Every six months, Nvidia’s automotive chief, Xinzhou Wu, invites CEO Jensen Huang for a ride in a vehicle equipped with the company’s hands-free autonomous driving system. But only if Wu has “good confidence” in the system’s driving capabilities.
Recently, the two went for a drive from Woodside, California, to downtown San Francisco in a Mercedes CLA sedan with MB.Drive Assist Pro, a hands-free driver-assist system partially designed by Nvidia that is similar to Tesla’s Full Self-Driving. The mood was light, even though the traffic was heavy.
“Let me know when you’re in autonomous mode,” Huang told Wu, according to a video of the ride provided. The Verge“Then I can be less worried about my safety.”
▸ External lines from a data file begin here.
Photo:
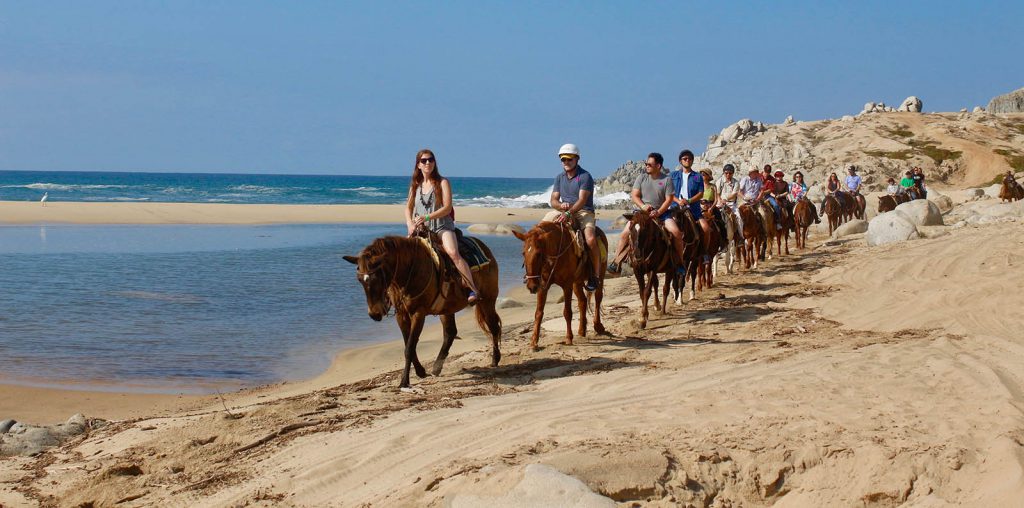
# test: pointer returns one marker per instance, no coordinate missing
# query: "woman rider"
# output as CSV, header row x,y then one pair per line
x,y
833,188
798,189
430,204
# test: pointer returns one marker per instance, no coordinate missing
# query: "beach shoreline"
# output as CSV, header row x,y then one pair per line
x,y
26,213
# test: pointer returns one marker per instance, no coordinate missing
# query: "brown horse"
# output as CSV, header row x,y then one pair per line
x,y
650,254
711,245
551,257
733,240
692,237
834,210
803,217
889,203
1011,191
754,235
772,234
404,273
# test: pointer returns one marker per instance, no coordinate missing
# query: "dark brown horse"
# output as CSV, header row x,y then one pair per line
x,y
711,245
650,254
803,217
551,257
406,273
834,210
754,235
1011,191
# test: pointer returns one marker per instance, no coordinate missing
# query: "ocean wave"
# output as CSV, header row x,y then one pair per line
x,y
524,201
168,297
254,188
116,198
355,189
62,186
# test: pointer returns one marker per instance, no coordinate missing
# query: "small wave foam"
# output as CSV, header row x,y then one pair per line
x,y
355,189
254,188
524,201
62,186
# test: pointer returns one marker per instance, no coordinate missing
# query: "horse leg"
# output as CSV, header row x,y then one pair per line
x,y
582,303
487,316
415,324
567,312
644,296
542,298
451,330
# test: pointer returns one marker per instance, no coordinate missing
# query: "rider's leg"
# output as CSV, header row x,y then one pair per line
x,y
452,249
624,243
677,239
Over the course of the 22-minute video, the Mercedes leads Huang and Wu through a series of everyday obstacles, such as construction sites, double-parked cars, and narrow lanes winding through rows of orange cones. Nvidia’s system seems quite capable, although the video is edited and not rendered in real time. (Nvidia spokeswoman Jessica Soares later said there were no disruptions during the ride.)
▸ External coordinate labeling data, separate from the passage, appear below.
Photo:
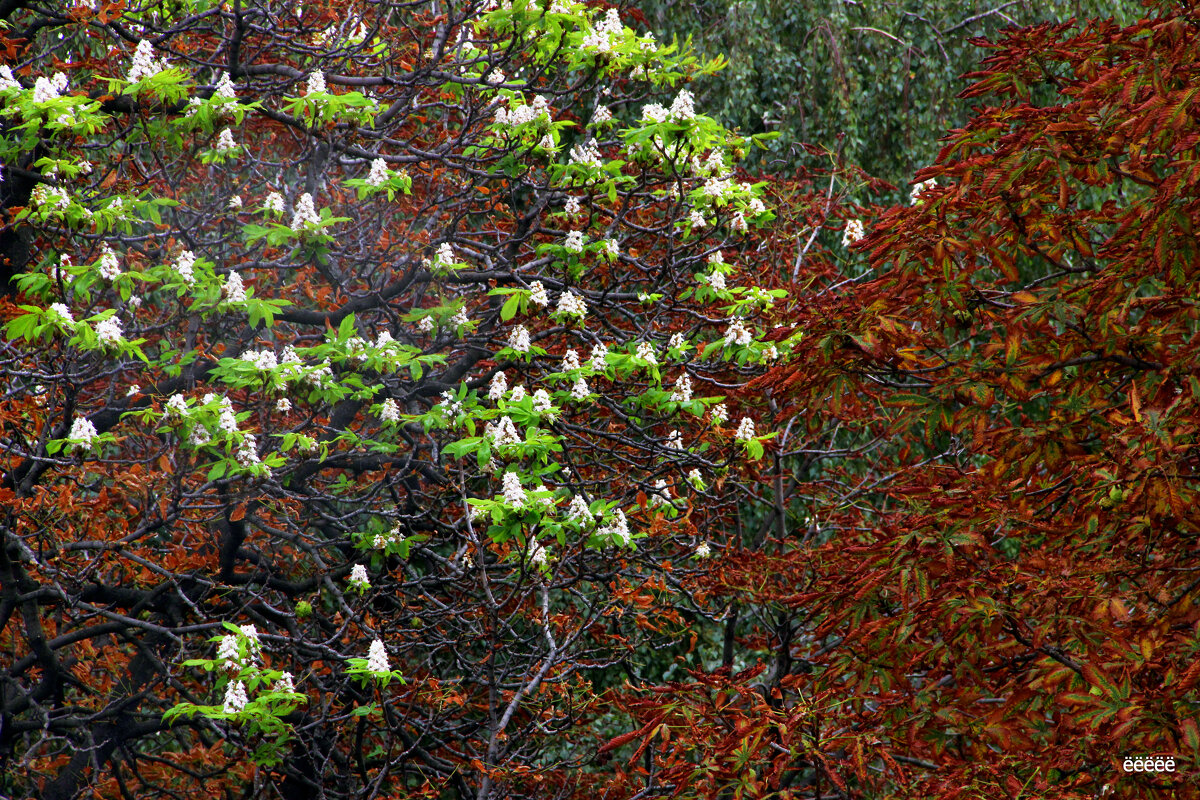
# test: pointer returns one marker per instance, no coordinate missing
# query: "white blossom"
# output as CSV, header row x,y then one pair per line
x,y
109,268
683,107
229,651
359,578
599,360
538,294
519,340
109,330
498,385
377,657
234,290
235,697
379,174
316,83
225,140
305,212
83,432
853,233
185,264
921,188
389,411
514,494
Still, it wasn’t dissimilar to my own experience riding shotgun with Nvidia executives last year in a Mercedes with the hands-free driving system activated. I was impressed by the system’s ability to handle traffic signals, four-way stops, double-parked cars, unsafe left turns, and all the pedestrians and cyclists and scooter-riders coming into San Francisco. If Tesla can do it with a little silicon and a ton of cameras, it stands to reason that the world’s most valuable company can figure it out, too.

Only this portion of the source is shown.